The spark sorting helpers is a library of convenience functions for leveraging the secondary sort functionality of Spark partitioning. Secondary sorting allows an RDD or Dataset to be partitioned by a key while sorting the values, pushing that sort into the underlying shuffle machinery. This provides an efficient way to sort values within a partition if one is already conducting a shuffle operation anyway (e.g. a join or groupBy).
This library uses the extension methods pattern to add methods to RDDs or Datasets of pairs.
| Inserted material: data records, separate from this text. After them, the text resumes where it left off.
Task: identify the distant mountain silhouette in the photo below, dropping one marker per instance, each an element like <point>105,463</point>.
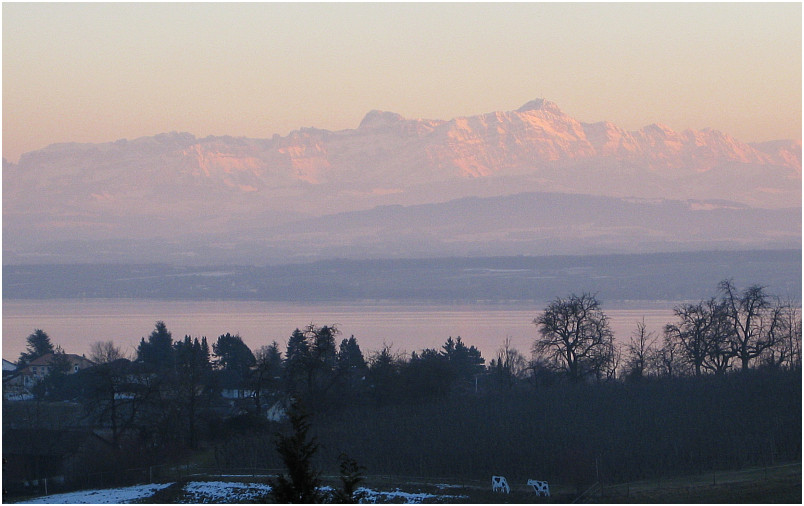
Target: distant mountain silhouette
<point>176,184</point>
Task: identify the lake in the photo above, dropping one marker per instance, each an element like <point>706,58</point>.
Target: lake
<point>76,323</point>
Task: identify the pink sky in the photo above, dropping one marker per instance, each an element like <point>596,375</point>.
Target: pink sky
<point>99,72</point>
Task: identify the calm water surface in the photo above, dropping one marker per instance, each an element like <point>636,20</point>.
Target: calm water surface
<point>406,327</point>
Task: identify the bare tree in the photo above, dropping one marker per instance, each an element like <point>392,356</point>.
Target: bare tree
<point>576,336</point>
<point>756,320</point>
<point>703,333</point>
<point>640,348</point>
<point>668,360</point>
<point>104,352</point>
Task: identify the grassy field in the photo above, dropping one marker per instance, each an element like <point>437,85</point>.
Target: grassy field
<point>776,484</point>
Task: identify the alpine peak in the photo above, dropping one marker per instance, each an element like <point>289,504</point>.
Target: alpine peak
<point>378,118</point>
<point>540,104</point>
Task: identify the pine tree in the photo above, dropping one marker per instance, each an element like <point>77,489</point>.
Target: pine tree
<point>297,451</point>
<point>351,476</point>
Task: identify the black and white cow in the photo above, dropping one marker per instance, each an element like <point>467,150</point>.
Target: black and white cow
<point>540,487</point>
<point>500,484</point>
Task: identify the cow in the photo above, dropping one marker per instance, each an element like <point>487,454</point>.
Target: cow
<point>500,484</point>
<point>540,487</point>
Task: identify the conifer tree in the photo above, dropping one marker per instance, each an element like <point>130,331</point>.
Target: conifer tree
<point>297,452</point>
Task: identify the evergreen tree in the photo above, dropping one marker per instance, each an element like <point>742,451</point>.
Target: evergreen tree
<point>297,452</point>
<point>297,357</point>
<point>233,355</point>
<point>351,476</point>
<point>157,351</point>
<point>39,345</point>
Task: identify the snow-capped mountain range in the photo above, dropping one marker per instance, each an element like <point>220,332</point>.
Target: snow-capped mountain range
<point>169,183</point>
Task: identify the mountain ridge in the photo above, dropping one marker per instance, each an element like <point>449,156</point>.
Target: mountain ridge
<point>167,184</point>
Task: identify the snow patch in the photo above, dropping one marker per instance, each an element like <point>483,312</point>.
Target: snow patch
<point>197,492</point>
<point>102,496</point>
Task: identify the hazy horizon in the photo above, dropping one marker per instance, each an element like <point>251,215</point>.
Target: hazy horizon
<point>102,72</point>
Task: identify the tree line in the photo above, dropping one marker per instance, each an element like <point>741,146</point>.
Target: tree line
<point>178,396</point>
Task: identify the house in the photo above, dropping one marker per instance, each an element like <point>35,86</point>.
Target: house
<point>38,369</point>
<point>8,367</point>
<point>19,383</point>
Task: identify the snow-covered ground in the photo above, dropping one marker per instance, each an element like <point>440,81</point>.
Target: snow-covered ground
<point>200,492</point>
<point>102,496</point>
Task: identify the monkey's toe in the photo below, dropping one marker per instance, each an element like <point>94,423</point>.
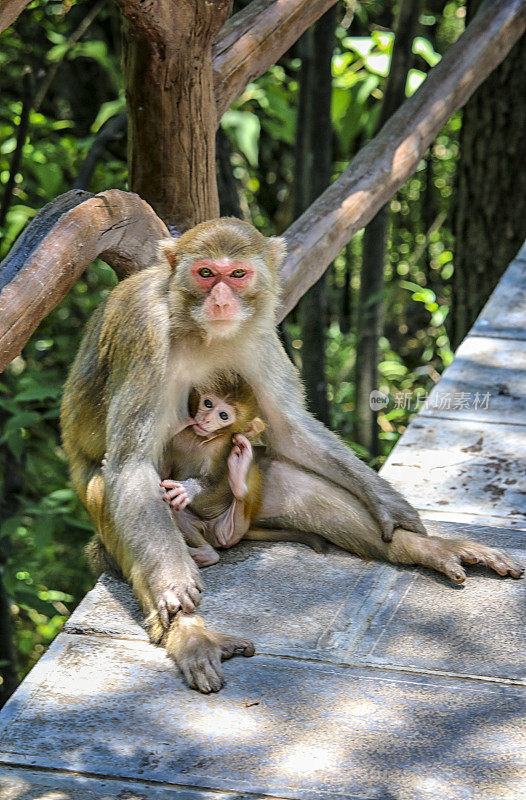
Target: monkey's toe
<point>497,560</point>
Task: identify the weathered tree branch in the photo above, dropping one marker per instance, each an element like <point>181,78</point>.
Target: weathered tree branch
<point>66,236</point>
<point>171,108</point>
<point>10,10</point>
<point>123,230</point>
<point>254,39</point>
<point>381,167</point>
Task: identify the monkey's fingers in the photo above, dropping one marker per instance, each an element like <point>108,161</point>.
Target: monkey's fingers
<point>203,672</point>
<point>387,526</point>
<point>180,502</point>
<point>168,483</point>
<point>497,560</point>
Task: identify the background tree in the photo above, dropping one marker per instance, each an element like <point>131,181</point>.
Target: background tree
<point>489,225</point>
<point>75,137</point>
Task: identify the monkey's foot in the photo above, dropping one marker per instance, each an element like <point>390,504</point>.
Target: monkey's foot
<point>447,556</point>
<point>198,652</point>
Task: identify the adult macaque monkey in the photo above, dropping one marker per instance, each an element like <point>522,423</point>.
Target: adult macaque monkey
<point>208,307</point>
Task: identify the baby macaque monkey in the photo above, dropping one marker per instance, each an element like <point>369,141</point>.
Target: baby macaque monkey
<point>214,483</point>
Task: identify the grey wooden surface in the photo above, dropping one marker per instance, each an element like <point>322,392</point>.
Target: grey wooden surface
<point>370,681</point>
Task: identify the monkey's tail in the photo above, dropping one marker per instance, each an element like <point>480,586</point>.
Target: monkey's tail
<point>312,540</point>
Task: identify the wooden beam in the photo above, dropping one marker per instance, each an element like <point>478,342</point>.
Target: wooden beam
<point>381,167</point>
<point>171,107</point>
<point>66,236</point>
<point>10,10</point>
<point>254,39</point>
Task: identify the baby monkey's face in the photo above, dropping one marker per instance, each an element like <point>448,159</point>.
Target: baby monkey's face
<point>213,413</point>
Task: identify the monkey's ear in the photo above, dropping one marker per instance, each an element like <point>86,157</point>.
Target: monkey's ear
<point>168,249</point>
<point>254,428</point>
<point>277,249</point>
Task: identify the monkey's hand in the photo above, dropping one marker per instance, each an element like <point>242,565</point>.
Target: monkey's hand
<point>393,511</point>
<point>177,590</point>
<point>198,652</point>
<point>239,462</point>
<point>180,493</point>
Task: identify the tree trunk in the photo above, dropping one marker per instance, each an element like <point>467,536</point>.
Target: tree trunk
<point>313,174</point>
<point>226,183</point>
<point>375,243</point>
<point>171,106</point>
<point>489,216</point>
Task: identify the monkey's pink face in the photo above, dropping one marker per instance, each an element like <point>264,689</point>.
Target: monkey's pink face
<point>213,414</point>
<point>223,281</point>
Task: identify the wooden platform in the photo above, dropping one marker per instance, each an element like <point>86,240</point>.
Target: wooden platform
<point>395,686</point>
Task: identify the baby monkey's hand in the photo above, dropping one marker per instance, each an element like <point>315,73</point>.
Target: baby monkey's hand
<point>178,494</point>
<point>239,462</point>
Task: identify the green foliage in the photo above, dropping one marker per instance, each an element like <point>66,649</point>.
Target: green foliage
<point>43,526</point>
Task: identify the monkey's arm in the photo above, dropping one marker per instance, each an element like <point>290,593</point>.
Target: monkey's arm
<point>145,540</point>
<point>296,435</point>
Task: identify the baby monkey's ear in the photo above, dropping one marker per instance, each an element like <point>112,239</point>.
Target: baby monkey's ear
<point>254,428</point>
<point>168,250</point>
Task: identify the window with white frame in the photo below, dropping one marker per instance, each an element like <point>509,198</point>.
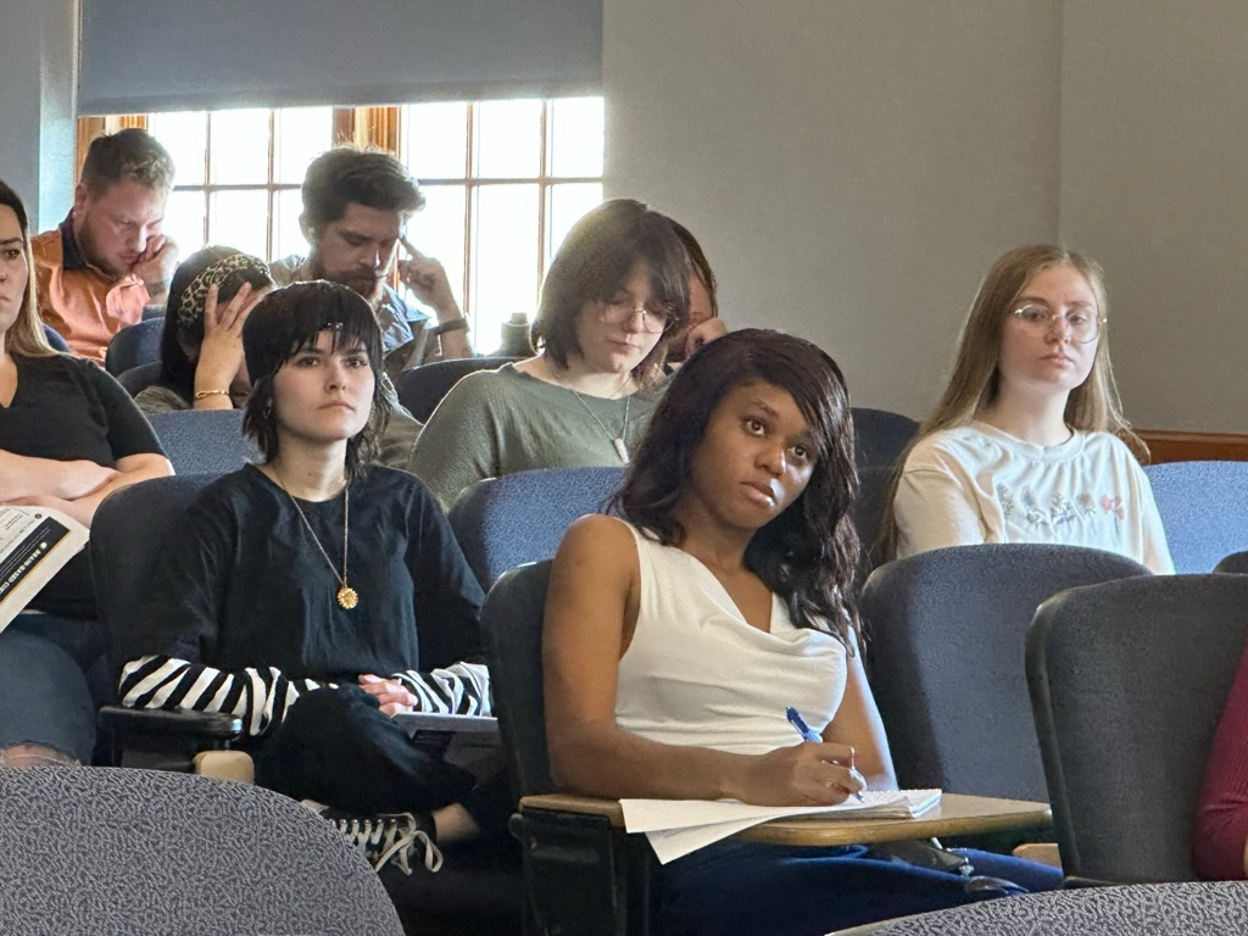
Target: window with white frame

You can import the implicits with:
import net.gonzberg.spark.sorting.implicits._
You can then call additional functions on certain RDDs or Datasets, e.g.
val rdd: RDD[(String, Int)] = ???
val groupedRDD: RDD[(String, Iterable[Int])] = rdd.sortedGroupByKey
groupedRDD.foreach((k, group) => assert group == group.sorted)
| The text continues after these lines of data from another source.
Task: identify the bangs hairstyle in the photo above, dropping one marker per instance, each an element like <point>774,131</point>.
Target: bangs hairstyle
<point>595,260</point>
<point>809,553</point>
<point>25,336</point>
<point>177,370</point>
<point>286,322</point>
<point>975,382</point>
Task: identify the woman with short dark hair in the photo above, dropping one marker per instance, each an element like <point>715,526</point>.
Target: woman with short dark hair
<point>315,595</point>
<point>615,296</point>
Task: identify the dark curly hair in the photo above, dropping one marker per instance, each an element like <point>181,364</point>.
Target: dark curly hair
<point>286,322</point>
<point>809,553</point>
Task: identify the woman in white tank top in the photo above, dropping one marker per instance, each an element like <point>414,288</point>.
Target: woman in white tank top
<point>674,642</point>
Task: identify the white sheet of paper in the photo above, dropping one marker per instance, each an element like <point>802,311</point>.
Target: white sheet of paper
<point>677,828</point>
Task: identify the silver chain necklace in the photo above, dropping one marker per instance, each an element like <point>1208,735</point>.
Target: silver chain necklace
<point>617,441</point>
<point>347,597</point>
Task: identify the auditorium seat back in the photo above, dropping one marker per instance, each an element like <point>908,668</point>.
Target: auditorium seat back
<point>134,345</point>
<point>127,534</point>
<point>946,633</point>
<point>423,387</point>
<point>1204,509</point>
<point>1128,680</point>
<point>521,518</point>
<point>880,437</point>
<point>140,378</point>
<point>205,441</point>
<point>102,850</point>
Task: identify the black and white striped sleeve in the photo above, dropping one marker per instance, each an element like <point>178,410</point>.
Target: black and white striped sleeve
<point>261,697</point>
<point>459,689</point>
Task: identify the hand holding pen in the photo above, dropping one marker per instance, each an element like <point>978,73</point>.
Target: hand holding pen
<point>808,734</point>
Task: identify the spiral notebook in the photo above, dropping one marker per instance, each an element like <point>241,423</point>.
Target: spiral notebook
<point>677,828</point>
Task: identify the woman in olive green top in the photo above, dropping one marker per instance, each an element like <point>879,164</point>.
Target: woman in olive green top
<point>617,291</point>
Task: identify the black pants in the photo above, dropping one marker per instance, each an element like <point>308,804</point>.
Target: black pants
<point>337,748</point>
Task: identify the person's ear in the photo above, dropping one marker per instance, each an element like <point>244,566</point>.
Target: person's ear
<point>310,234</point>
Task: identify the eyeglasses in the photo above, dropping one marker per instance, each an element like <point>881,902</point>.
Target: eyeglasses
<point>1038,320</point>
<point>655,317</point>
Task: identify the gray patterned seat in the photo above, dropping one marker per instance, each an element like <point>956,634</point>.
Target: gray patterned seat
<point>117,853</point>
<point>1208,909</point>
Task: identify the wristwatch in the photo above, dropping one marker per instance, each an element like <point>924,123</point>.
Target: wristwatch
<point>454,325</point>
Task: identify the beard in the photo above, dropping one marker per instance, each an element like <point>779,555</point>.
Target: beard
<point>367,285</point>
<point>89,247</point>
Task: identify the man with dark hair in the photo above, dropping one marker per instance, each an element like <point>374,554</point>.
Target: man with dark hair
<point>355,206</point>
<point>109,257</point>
This library attempts to support Scala 2.11
, 2.12
, and 2.13
. Since there is not a single version of Spark which supports all three of those Scala versions, this library is built against different versions of Spark depending on the Scala version.
Scala | Spark |
---|---|
2.11 | 2.4.8 |
2.12 | 3.3.2 |
2.13 | 3.3.2 |
Other combinations of versions may also work, but these are the ones for which the tests run automatically. We will likely drop 2.11
support in a later release, depending on when it becomes too difficult to support.
Scaladocs are avaiable here.
This package is built using sbt
. You can run the tests with sbt test
. You can lint with sbt scalafmt
. You can use +
in front of a directive to cross-build, though you'll need Java 8 (as opposed to Java 11) to cross-build to Scala 2.11.